Doch seit der Ankündigung Trumps, Jerusalem als Hauptstadt Israels anzuerkennen, ist es mit der Freundschaft schon wieder vorbei. Gestern sagte Erdogan, was er von Trumps Entscheid hält: null und nichts! An einem Sondergipfel der Organisation für Islamische Zusammenarbeit (OIC) in Istanbul drehte er den Spiess um und rief die muslimischen Staatsvertreter dazu auf, nicht Jerusalem als Hauptstadt Israels, sondern Ostjerusalem als Hauptstadt Palästinas anzuerkennen.
Dem amtierenden OIC-Präsidenten Erdogan gelang es, die Runde zu überzeugen. Die Konferenz, an der rund 20 Staatschefs der insgesamt 56 OIC-Länder teilnahmen, stimmte für den Antrag. Welche Vertreter wie abgestimmt haben, wurde nicht mitgeteilt.
Unter den Teilnehmern befand sich auch Sudans Präsident Omar al-Baschir, der vom Internationalen Strafgerichtshof in Den Haag wegen Kriegsverbrechen und Völkermord gesucht wird.
OIC keine homogene Einheit
Was dieser Beschluss der OIC für Folgen haben wird, ist noch nicht abzuschätzen.
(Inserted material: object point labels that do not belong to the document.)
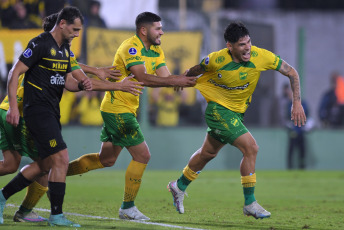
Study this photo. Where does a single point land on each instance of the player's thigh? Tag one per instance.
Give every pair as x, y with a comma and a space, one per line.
140, 152
246, 144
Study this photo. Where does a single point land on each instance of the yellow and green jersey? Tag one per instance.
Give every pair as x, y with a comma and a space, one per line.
20, 90
232, 84
73, 62
131, 52
20, 94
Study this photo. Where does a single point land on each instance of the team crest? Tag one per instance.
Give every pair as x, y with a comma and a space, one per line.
53, 52
242, 76
27, 53
234, 122
53, 143
206, 61
132, 51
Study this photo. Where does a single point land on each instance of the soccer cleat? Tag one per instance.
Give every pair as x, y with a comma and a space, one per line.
61, 220
256, 211
178, 196
28, 217
132, 214
2, 207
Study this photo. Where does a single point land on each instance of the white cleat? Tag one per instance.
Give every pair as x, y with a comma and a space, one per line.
178, 196
256, 211
132, 214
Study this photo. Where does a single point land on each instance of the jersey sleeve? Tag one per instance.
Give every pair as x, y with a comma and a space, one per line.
161, 59
33, 52
73, 62
208, 63
271, 60
130, 56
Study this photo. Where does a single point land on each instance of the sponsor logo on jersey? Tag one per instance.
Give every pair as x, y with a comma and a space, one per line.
53, 143
206, 61
57, 80
132, 51
53, 52
138, 58
220, 59
242, 75
254, 53
34, 45
59, 66
27, 53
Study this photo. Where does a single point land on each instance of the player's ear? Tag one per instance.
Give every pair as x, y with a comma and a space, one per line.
229, 46
144, 30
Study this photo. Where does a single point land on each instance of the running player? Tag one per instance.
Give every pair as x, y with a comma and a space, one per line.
142, 56
229, 79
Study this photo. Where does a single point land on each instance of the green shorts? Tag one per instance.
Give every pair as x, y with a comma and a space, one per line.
223, 124
121, 129
16, 138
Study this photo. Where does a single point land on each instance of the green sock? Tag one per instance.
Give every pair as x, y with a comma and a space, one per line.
22, 209
126, 205
249, 195
183, 183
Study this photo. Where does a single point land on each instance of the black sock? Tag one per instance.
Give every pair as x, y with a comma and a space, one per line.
17, 184
57, 192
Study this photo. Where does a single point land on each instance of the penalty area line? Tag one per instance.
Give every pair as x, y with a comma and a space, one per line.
109, 218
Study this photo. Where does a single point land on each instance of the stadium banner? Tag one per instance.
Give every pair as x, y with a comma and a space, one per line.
13, 43
182, 49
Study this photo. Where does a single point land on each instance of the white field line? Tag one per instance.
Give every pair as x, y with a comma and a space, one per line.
108, 218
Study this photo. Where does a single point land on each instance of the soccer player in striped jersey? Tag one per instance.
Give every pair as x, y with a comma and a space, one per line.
228, 80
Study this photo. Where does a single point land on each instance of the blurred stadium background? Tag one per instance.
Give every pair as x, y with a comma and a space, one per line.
307, 34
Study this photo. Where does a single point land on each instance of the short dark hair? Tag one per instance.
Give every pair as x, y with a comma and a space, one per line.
49, 22
70, 13
235, 31
146, 18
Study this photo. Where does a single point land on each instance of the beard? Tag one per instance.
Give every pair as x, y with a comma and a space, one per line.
152, 40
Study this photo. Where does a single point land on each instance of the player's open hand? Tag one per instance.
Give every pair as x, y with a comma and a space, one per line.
12, 116
108, 72
298, 114
183, 81
87, 84
132, 87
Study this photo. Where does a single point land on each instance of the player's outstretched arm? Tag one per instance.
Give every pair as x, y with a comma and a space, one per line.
12, 116
164, 78
102, 72
297, 113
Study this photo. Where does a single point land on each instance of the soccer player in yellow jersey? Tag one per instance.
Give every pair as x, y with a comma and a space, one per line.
142, 56
229, 78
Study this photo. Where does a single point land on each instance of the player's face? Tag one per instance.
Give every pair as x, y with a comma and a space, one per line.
154, 33
72, 30
241, 50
Türkei-Kenner und Islam-Wissenschaftler Christoph Ramm von der Uni Bern warnt vor schnellen Schlüssen: «Bislang hat Erdogan trotz Androhung die Beziehungen zu Israel nicht abgebrochen.»
Es ist auch nicht so, dass die OIC eine homogene Einheit bildet. Ramm: «Die arabischen Staaten haben trotz der zur Schau gestellten Einheit widerstreitende Interessen. Insbesondere Saudi-Arabien zielt eigentlich auf eine informelle Kooperation mit Israel, um den Spielraum Irans einzuengen.»
Erdogan will sich profilieren
Die Forderung Erdogans ist für Ramm vor allem der Versuch, seine Position zu festigen. Ramm: «Nach aussen versucht sich Erdogan als starke Führungsfigur in der muslimischen Welt zu präsentieren. In der Türkei wiederum appelliert der türkische Präsident an einen islamisch gefärbten Nationalismus, um seine Anhänger hinter sich zu vereinen.» Zur Erinnerung: 2019 will Erdogan wiedergewählt werden.
Palästinenserpräsident Mahmud Abbas (82) will nach Trumps Entscheid die USA nicht mehr als Vermittler im Nahen Osten akzeptieren. Er forderte die Uno auf, die vollständige Verantwortung für die Lösung im Palästinenserkonflikt zu übernehmen.